A recent Cochrane Collaboration meta-analysis of randomized controlled trials (RCTs) evaluating the efficacy of different extracts of Serenoa repens in relieving lower urinary tract symptoms (LUTS) due to benign prostatic hyperplasia (BPH) concluded that these extracts were no more effective than placebo. However, among all Serenoa repens extracts, Permixon (Pierre Fabre Medicament, Paris, France) has the highest activity and the most accurate standards of drug preparation and extraction.
To evaluate the efficacy and safety of Permixon in the treatment of LUTS/BPH.
A systematic review and meta-analysis of the literature was performed in January 2016 using the Medline, Scopus, and Web of Science databases, searching for the term Serenoa repens in all fields of the records. Only RCTs reporting on efficacy and safety of Permixon in the treatment of LUTS/BPH were selected.

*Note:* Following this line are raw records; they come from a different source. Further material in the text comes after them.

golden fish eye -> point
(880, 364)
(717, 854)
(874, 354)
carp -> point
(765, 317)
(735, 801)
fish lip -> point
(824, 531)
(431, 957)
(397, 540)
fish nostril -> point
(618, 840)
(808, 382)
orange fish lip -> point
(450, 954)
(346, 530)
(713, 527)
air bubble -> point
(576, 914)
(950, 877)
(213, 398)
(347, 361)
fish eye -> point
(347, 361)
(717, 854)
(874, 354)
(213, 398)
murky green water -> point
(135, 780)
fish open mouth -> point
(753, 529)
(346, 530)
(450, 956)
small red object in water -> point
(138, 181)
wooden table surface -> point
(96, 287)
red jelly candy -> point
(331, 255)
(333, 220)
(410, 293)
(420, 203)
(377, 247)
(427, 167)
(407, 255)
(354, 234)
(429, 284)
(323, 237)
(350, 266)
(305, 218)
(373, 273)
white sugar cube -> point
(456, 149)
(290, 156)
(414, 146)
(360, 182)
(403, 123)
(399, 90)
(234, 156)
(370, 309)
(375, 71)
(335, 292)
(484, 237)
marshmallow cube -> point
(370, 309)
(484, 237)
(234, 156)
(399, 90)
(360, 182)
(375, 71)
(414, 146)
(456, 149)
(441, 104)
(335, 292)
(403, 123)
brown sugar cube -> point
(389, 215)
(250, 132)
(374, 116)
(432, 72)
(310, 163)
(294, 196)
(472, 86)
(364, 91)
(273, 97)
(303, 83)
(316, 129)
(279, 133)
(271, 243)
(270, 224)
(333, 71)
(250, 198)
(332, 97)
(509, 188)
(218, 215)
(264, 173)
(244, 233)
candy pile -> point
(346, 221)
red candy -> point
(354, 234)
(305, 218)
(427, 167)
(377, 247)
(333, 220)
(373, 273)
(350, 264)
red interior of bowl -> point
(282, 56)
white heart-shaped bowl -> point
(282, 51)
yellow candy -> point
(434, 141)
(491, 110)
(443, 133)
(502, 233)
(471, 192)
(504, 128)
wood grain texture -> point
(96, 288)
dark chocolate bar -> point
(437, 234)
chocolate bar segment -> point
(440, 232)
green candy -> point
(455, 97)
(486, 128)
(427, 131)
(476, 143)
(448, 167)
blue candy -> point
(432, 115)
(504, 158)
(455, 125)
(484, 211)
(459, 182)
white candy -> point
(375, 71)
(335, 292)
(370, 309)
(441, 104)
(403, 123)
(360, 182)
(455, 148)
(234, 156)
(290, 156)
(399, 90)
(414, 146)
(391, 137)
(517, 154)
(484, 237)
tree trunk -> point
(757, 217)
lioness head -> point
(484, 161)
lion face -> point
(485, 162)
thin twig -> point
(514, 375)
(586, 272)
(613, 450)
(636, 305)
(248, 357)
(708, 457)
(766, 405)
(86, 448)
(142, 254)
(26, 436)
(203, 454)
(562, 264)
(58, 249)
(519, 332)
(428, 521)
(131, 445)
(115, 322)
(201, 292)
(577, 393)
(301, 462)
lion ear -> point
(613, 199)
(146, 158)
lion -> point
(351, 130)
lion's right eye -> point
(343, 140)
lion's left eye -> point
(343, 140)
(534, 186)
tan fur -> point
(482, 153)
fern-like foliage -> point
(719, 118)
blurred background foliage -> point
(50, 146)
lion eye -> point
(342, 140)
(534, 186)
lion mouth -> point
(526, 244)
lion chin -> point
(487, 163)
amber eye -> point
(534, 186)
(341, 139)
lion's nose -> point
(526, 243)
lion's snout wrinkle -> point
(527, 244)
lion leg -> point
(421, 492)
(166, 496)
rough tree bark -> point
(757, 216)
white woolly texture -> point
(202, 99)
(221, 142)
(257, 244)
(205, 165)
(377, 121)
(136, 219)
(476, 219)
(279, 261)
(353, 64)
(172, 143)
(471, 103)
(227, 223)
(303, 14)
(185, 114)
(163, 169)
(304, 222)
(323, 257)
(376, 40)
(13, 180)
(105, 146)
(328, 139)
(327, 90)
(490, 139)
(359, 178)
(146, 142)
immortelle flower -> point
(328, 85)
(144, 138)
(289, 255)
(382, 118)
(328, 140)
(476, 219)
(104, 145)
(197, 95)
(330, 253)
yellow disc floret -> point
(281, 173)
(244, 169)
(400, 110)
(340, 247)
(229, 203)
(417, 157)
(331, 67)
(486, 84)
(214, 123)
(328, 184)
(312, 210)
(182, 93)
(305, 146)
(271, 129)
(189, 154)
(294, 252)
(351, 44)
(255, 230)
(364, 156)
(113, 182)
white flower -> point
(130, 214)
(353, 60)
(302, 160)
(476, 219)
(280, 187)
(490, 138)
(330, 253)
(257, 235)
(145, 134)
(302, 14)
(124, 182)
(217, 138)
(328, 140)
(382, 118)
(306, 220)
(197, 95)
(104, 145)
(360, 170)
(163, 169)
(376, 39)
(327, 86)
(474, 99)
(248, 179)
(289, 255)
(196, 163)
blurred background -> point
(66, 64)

The systematic search identified 12 RCTs: 7 compared Permixon with placebo; 2 compared Permixon with tamsulosin; 2 compared Permixon plus tamsulosin with, respectively, placebo plus tamsulosin and tamsulosin alone; and 1 compared Permixon with finasteride. Permixon was significantly more effective than placebo in reducing the number of nocturnal voids (weighted mean difference [WMD] −0.31; p = 0.03) and increasing maximum flow rate (Qmax; WMD 3.37; p < 0.0001). The rates of overall adverse events (odds ratio [OR] 1.12; p = 0.92) and withdrawal (OR 1.52; p = 0.60) were similar for Permixon and placebo. Permixon was as effective as tamsulosin monotherapy and short-term therapy with finasteride in improving International Prostate Symptom Score (WMD 1.15; 95% confidence interval [CI], −1.11 to 3.40; p = 0.32) and Qmax (WMD −0.16; 95% CI, −0.60 to 0.28; p = 0.48). The combination of Permixon and tamsulosin was more effective than Permixon alone for relieving LUTS (WMD 0.31; 95% CI, 0.13–0.48; p < 0.01) but not for improving Qmax(WMD 0.10; 95% CI −0.02 to 0.21; p = 0.10). Permixon had a favorable safety profile, with a very limited impact with regard to ejaculatory dysfunction compared with tamsulosin (0.5% vs 4%; p = 0.007) and with regard to decreased libido and impotence compared with short-term finasteride (2.2% and 1.5% vs 3% and 2.8%, respectively).
The conclusions of the recent Cochrane meta-analysis on Serenoa repens in the treatment of LUTS/BPH apparently do not apply to Permixon. Our meta-analysis showed that Permixon decreased nocturnal voids and Qmax compared with placebo and had efficacy in relieving LUTS similar to tamsulosin and short-term finasteride. Moreover, Permixon had a favorable safety profile with a very limited impact on sexual function, which is significantly affected by all other drugs used to treat LUTS/BPH.
A systematic review of the literature showed that Permixon was effective for relieving urinary symptoms due to prostate enlargement and improving urinary flow compared with placebo. Permixon had efficacy similar to tamsulosin and short-term finasteride in relieving urinary symptoms. Permixon was well tolerated and had a very limited impact on sexual function.